Em 2014, enquanto aprofundavam os estudos teatrais no Departamento de Teatro Alternativo e de Marionetas da Academia de Artes Performativas de Praga, Teresa e Kevin criaram o grupo Rolling Puppet, a primeira companhia profissional de teatro de marionetas do território. A estadia de dois anos na República Checa – período durante o qual ele se especializou em gestão artística e ela aprimorou a arte de manipular marionetas – inteirou a dupla de criativos com as mais recentes práticas em termos de teatro contemporâneo e de teatro alternativo e ajudou-os a olhar com outros olhos para uma arte cuja profundidade não se esgota nos verdes anos da infância.

“Desde o início, desde que fundámos o grupo de teatro, a nossa percepção é que as marionetas não se destinam apenas às crianças ou que a única coisa que podíamos fazer com elas é comédia ou uma espécie de teatro engraçado”, esclarece Kevin. “No início, as primeiras três ou quatro performances que organizámos tinham os adultos como destinatários: abordavam aspectos como a literatura chinesa ou problemas sociais. Na altura, o nosso objectivo era o de derrubar os preconceitos que existiam em relação ao teatro de marionetas. Queríamos destruir os estereótipos de que as marionetas se destinam apenas aos mais pequenos ou que servem apenas para fazer comédia”, acrescenta.

A Rolling Puppet tem participado em espectáculos a céu aberto para promover o teatro de marionetas

O conhecimento e a experiência que a dupla absorveu durante os dois anos em Praga ajudou a reforçar a percepção de que o exercício artístico nem existe num vazio, nem tem que ser necessariamente insondável. 

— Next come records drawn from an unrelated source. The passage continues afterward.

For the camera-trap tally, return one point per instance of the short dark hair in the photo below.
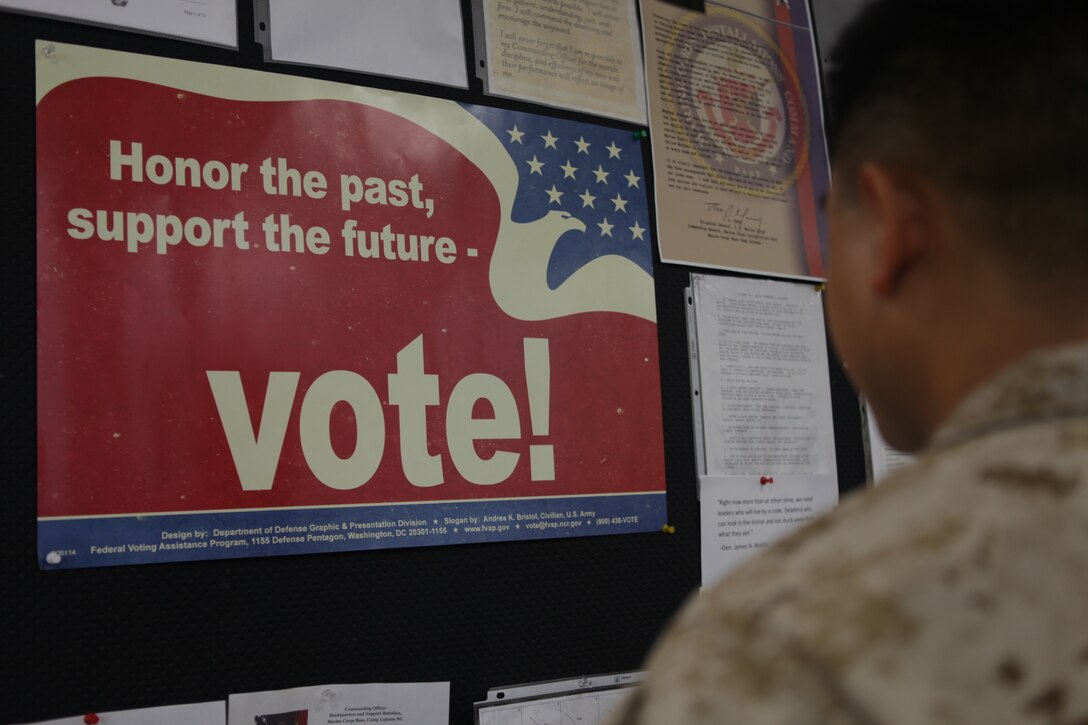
(989, 100)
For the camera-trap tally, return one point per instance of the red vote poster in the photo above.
(279, 316)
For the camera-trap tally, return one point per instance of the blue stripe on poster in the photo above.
(118, 540)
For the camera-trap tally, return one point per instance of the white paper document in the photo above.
(764, 392)
(402, 703)
(205, 21)
(583, 56)
(417, 39)
(882, 458)
(582, 701)
(202, 713)
(742, 515)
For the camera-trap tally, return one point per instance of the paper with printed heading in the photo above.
(583, 56)
(404, 703)
(204, 21)
(416, 39)
(764, 388)
(742, 515)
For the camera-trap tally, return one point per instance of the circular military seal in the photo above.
(738, 103)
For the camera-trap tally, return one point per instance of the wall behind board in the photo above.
(100, 639)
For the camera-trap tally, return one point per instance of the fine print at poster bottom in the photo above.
(158, 538)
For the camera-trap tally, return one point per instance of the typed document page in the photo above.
(765, 393)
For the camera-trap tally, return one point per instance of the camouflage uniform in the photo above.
(956, 592)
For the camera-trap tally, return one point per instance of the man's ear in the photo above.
(897, 208)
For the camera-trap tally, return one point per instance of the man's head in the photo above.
(959, 212)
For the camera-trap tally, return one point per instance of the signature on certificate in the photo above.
(740, 218)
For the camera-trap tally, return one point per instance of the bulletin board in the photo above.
(478, 615)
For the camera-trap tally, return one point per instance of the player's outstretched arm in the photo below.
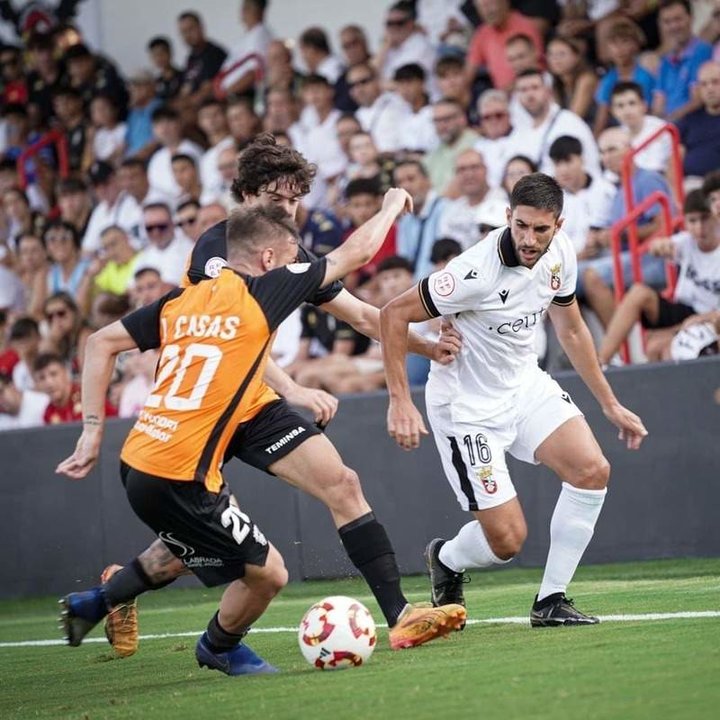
(322, 405)
(364, 243)
(365, 318)
(102, 348)
(405, 423)
(577, 343)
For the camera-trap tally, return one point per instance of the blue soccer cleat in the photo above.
(241, 660)
(81, 612)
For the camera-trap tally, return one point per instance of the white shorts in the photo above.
(473, 453)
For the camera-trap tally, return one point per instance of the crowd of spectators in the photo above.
(455, 102)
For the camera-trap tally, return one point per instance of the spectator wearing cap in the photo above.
(168, 79)
(91, 74)
(316, 55)
(203, 61)
(404, 42)
(139, 140)
(381, 114)
(108, 133)
(416, 231)
(420, 132)
(320, 143)
(459, 219)
(167, 130)
(75, 203)
(20, 408)
(353, 42)
(68, 107)
(675, 94)
(248, 58)
(167, 250)
(115, 207)
(454, 137)
(586, 199)
(700, 130)
(113, 268)
(495, 131)
(213, 123)
(487, 46)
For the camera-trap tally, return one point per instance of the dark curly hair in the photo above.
(264, 162)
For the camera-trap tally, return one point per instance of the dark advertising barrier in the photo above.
(57, 535)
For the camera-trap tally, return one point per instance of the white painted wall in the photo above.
(121, 28)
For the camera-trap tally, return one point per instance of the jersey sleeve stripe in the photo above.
(426, 299)
(209, 451)
(564, 300)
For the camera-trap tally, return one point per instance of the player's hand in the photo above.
(81, 462)
(405, 424)
(632, 431)
(322, 404)
(448, 344)
(397, 201)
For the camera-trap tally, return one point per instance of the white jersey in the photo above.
(497, 306)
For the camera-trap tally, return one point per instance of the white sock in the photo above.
(571, 530)
(468, 549)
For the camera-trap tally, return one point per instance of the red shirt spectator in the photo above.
(487, 47)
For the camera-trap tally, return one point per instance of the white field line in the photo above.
(640, 617)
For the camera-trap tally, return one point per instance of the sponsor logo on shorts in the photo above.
(285, 439)
(486, 478)
(555, 276)
(444, 284)
(214, 265)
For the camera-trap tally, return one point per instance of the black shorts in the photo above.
(669, 314)
(207, 531)
(272, 434)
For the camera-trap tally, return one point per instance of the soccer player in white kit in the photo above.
(495, 399)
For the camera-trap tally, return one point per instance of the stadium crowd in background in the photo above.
(455, 102)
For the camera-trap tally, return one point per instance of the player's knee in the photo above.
(594, 475)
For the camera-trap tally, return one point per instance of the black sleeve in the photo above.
(323, 295)
(144, 324)
(209, 254)
(282, 290)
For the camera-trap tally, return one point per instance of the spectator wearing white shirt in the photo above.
(248, 58)
(586, 199)
(381, 114)
(420, 132)
(108, 134)
(316, 55)
(115, 207)
(404, 42)
(212, 121)
(494, 142)
(550, 121)
(168, 132)
(629, 108)
(167, 251)
(460, 218)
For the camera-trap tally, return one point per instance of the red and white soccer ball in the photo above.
(337, 632)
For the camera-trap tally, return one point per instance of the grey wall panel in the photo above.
(663, 500)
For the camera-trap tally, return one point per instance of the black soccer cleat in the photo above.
(556, 610)
(445, 584)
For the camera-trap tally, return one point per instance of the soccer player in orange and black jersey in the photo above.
(173, 454)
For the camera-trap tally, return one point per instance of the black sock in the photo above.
(128, 583)
(369, 548)
(219, 639)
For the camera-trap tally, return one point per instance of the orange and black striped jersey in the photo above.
(215, 339)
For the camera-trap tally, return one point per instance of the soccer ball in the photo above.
(337, 632)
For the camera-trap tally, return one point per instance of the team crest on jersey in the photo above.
(555, 277)
(444, 284)
(214, 265)
(486, 478)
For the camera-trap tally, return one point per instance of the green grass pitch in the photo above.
(658, 669)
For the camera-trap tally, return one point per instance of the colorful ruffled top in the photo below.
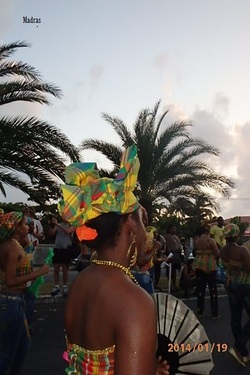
(90, 362)
(236, 272)
(205, 260)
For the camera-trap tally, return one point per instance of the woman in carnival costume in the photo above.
(15, 274)
(110, 321)
(236, 260)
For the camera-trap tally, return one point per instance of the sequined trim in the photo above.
(109, 350)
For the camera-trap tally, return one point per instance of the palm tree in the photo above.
(171, 166)
(200, 208)
(29, 146)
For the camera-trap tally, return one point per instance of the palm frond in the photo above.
(8, 49)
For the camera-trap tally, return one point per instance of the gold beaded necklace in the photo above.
(109, 263)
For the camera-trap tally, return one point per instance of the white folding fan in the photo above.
(182, 340)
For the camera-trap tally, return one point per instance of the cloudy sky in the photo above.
(122, 56)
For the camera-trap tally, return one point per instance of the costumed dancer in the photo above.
(15, 274)
(106, 325)
(236, 260)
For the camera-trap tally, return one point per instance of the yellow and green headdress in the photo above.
(231, 230)
(86, 195)
(8, 222)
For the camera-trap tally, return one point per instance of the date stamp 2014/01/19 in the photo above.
(206, 347)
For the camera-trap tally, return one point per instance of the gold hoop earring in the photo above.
(133, 258)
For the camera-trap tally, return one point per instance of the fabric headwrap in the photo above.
(8, 222)
(231, 230)
(86, 195)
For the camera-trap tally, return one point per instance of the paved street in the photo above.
(48, 344)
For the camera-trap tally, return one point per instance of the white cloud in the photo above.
(96, 73)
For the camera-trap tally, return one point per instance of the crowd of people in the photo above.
(106, 324)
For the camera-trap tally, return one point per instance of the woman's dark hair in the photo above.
(232, 239)
(203, 230)
(108, 227)
(169, 227)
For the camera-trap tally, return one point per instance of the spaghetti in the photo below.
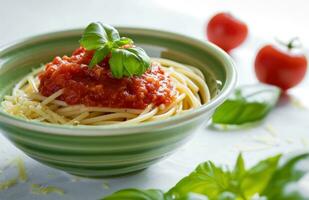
(27, 102)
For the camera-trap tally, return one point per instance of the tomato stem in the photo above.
(291, 44)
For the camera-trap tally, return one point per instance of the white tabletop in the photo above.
(285, 130)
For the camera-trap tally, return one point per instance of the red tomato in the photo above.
(226, 31)
(284, 69)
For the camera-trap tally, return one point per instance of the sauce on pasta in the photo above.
(97, 87)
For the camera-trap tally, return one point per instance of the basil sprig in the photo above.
(269, 179)
(249, 103)
(105, 40)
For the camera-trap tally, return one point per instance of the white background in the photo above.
(266, 19)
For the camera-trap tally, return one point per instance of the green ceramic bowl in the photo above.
(111, 150)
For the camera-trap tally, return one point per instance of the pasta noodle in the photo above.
(27, 102)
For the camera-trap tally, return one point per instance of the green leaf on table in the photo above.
(248, 104)
(267, 180)
(135, 194)
(99, 55)
(207, 179)
(94, 36)
(123, 41)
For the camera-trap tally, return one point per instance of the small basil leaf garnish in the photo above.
(99, 55)
(249, 103)
(131, 194)
(125, 60)
(116, 63)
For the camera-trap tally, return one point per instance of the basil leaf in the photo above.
(144, 58)
(249, 104)
(123, 41)
(255, 179)
(94, 37)
(207, 179)
(286, 174)
(135, 194)
(111, 32)
(264, 181)
(116, 63)
(99, 55)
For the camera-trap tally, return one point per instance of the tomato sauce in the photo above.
(97, 87)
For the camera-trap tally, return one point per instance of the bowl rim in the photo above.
(112, 130)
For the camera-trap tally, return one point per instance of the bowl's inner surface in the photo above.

Responsável pela dramaturgia, Teresa vai beber inspiração aos lugares, às pessoas e às circunstâncias que a rodeiam para criar as peças que o Rolling Puppet leva ao palco. “Na República Checa, é muito frequente usar as marionetas, o teatro de objectos ou outras formas de teatro alternativo para falar do ambiente, para falar de política. É um modo muito eficaz de expressar as expectativas de uma forma metafórica e isso foi algo que nos inspirou bastante. Acreditamos verdadeiramente que a arte deve estar ancorada no quotidiano. Não creio que fôssemos capazes de colocar no palco um tópico que não nos diz nada”, adianta a directora artística do grupo de teatro alternativo.